Burning coal to make electricity is a dirty habit. We’ve known for years that it’s bad for our health, bad for our kids and bad for the climate. When it comes to air pollution and carbon intensity, coal plants are Canada’s worst electricity source. Yet many parts of the country still rely heavily on coal for electricity.
Our new report, The High Cost of Cheap Power: Pollution from coal-fired electricity in Canada, helps to explain why it’s time to turn the page on coal–fired electricity.
While several Canadian provinces have already taken serious steps to stop using coal, others, including the federal government, are not acting with the required sense of urgency to clean up our electricity grid. Ontario, for example, will soon become the first jurisdiction in North America to completely phase out its coal fleet, while other provinces, like Alberta, burn lots of the black stuff and intend to keep on burning it for decades.

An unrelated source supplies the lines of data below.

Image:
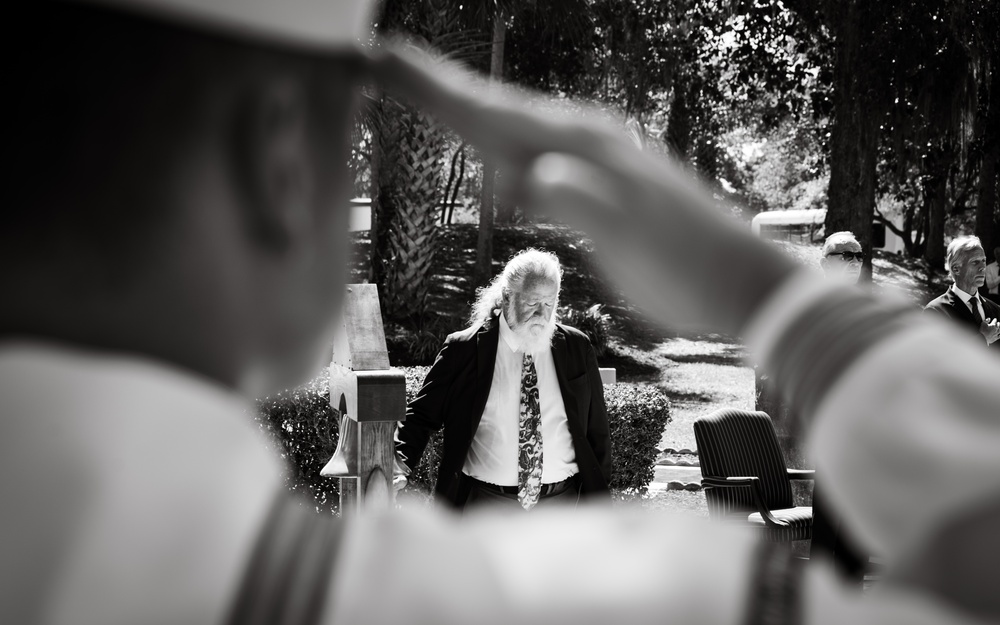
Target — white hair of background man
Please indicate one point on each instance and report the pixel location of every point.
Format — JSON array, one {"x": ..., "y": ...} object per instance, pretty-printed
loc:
[
  {"x": 958, "y": 253},
  {"x": 530, "y": 262}
]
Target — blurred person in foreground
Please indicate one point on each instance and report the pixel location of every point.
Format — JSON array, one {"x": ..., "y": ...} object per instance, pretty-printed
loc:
[
  {"x": 992, "y": 283},
  {"x": 175, "y": 243},
  {"x": 519, "y": 397},
  {"x": 962, "y": 303},
  {"x": 841, "y": 263}
]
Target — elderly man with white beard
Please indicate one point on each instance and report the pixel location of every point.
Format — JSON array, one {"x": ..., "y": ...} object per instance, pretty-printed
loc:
[{"x": 519, "y": 397}]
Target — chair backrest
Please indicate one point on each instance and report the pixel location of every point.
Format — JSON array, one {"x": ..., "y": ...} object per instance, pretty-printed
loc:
[{"x": 740, "y": 443}]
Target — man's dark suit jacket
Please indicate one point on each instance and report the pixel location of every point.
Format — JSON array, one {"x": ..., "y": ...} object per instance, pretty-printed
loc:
[
  {"x": 951, "y": 306},
  {"x": 454, "y": 396}
]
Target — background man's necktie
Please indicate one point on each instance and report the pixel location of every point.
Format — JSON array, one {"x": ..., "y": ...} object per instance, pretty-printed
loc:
[
  {"x": 974, "y": 302},
  {"x": 529, "y": 438}
]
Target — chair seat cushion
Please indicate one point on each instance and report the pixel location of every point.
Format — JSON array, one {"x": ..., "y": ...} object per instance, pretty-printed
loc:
[{"x": 799, "y": 526}]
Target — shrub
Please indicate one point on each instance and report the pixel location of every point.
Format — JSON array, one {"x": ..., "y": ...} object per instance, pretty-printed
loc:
[
  {"x": 637, "y": 414},
  {"x": 591, "y": 322},
  {"x": 305, "y": 428}
]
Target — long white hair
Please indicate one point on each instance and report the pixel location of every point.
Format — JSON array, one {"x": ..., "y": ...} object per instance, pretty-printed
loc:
[{"x": 529, "y": 262}]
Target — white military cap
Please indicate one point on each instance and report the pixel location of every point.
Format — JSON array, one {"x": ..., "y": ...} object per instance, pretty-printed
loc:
[{"x": 318, "y": 25}]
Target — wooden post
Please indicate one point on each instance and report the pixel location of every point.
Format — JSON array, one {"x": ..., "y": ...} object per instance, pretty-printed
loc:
[{"x": 371, "y": 398}]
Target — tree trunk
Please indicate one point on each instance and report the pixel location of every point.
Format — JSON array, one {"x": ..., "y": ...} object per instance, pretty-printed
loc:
[
  {"x": 989, "y": 175},
  {"x": 484, "y": 245},
  {"x": 385, "y": 144},
  {"x": 986, "y": 205},
  {"x": 934, "y": 252},
  {"x": 854, "y": 135},
  {"x": 936, "y": 190}
]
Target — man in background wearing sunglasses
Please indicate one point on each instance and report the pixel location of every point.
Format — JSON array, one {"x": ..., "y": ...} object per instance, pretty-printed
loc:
[{"x": 842, "y": 258}]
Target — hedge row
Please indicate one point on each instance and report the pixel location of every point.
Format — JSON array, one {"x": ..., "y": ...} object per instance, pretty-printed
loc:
[{"x": 305, "y": 428}]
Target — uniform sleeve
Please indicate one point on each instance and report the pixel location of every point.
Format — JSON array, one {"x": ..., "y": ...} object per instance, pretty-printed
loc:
[{"x": 904, "y": 413}]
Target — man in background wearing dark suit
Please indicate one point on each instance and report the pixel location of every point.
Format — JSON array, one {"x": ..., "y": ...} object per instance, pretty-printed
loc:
[
  {"x": 961, "y": 302},
  {"x": 513, "y": 385}
]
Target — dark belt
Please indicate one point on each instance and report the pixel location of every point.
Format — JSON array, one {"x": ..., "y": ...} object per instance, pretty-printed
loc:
[{"x": 547, "y": 490}]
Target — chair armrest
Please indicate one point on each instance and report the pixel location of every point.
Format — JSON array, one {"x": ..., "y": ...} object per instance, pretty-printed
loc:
[{"x": 753, "y": 483}]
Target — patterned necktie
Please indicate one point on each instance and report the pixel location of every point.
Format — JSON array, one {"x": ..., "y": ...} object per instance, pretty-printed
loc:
[
  {"x": 974, "y": 302},
  {"x": 529, "y": 438}
]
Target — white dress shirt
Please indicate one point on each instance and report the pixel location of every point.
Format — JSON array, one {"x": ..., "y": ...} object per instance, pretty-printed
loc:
[
  {"x": 973, "y": 302},
  {"x": 993, "y": 278},
  {"x": 493, "y": 454}
]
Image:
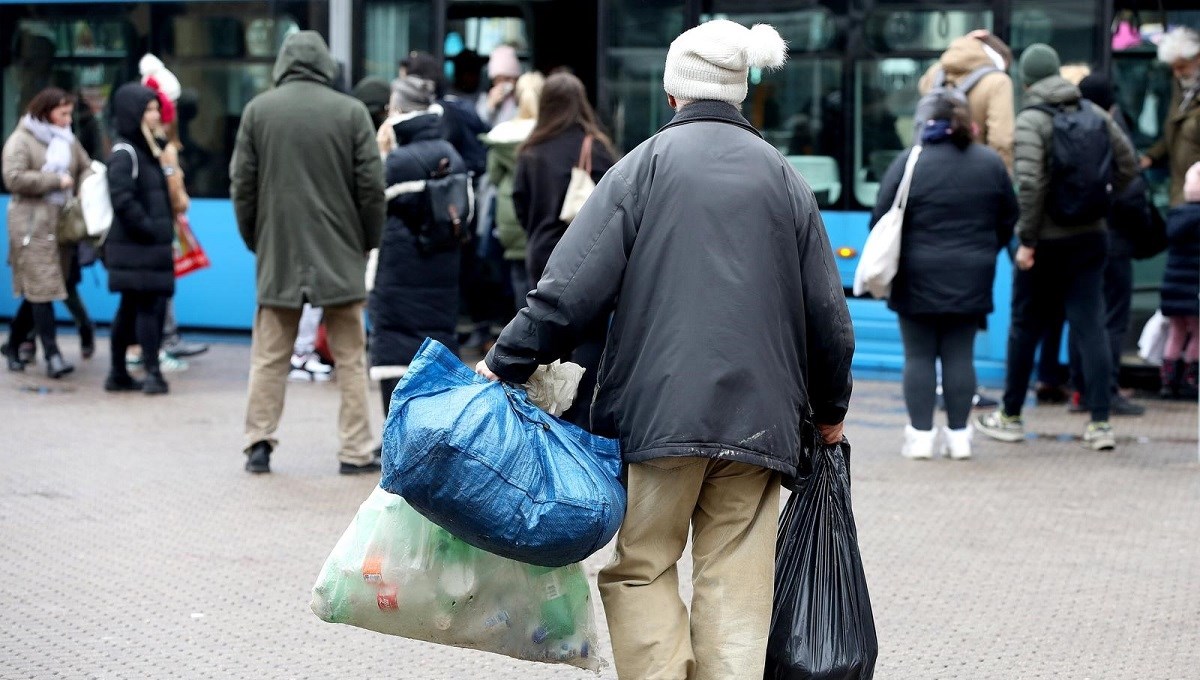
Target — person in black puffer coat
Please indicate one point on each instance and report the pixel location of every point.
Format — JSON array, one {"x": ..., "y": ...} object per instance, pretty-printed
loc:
[
  {"x": 137, "y": 251},
  {"x": 960, "y": 212},
  {"x": 415, "y": 293},
  {"x": 1181, "y": 293}
]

There are good reasons why we should be looking to act more quickly, especially considering that phasing out conventional coal is one way we could make significant progress toward reaching our climate change commitments.
Coal was cheap — if you discount health and the environment
Coal power is a big contributor to toxic air pollution and GHGs, and provinces that burn a lot of it — Alberta, Saskatchewan and Nova Scotia — have the most polluting electricity systems in the country. These three coal-powered provinces alone emit the most GHGs per kilowatt-hour of electricity, with Alberta’s grid five-times more carbon-intensive than the national average.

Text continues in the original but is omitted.